It was a publicity stunt, the line of a hundred cars as the sun rose Thursday morning.
The line snaked north on Wynn Road from Desert Inn Road, where a Speedee Mart gas station sat.
The folks at the front of the line had been here since 6 a.m., when it was still dark.
They were driving Chevy Suburbans and Toyota 4-Runners, Ford Windstar minivans and aging sedans. The cars all had the thirst.
The drivers needed to quench the thirst. We all need to quench that thirst.
That’s what this event was about. Its organizers, a group of conservative political organizations, said it isn’t a stunt so much as a way to get people thinking about why gas prices are so high.
These groups – primarily Americans for Prosperity and Morning in America – blame President Barack Obama.
They stage these events across the country. They make deals with gas station owners to subsidize their gas, selling it for $1.84 a gallon to the first 150 people in line, with a 15-gallon maximum.
That is what gas cost when Obama was inaugurated, $1.84 a gallon, down from a whopping $4.10 a gallon in the summer of 2008, 7 percent higher than the national average was on Thursday.
Debbie Dalton sat four cars from the front of the line in a gray Mitsubishi Lancer.
It was a big deal for her, to be able to fill her little car’s gas tank. She said she hasn’t done that in years. She’s too broke.
“I’m just putting in five dollars here, five dollars there,” she said.
She’s a cabdriver. She said she’s lucky to give one ride an hour. Times are tough.
“I don’t know how it’s going to feel, being filled up,” she said of her little car.

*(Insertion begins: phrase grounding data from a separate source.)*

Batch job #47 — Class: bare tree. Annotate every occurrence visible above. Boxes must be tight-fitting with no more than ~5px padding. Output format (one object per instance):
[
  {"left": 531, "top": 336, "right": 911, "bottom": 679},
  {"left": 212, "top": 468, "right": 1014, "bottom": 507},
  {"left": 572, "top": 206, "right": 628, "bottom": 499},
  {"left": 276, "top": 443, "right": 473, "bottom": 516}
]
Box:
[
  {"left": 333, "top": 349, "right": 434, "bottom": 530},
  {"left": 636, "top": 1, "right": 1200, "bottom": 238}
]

She got the thing so full, gas spilled out, $17 for 9.448 gallons.
“It’s overflowing with joy,” she said.
Most everyone was there for the same thing, no matter their politics. Cheap gas is cheap gas.
Except for Ray Johnson. He was here making money. He’s the Speedee Mart’s operations manager.
He said he doesn’t give a hoot about the politics. The organizers came to him and asked if they could essentially buy 150 people full tanks of gas.
What businessman is going to say no?
“Naturally, I had to say yes to that,” Johnson said.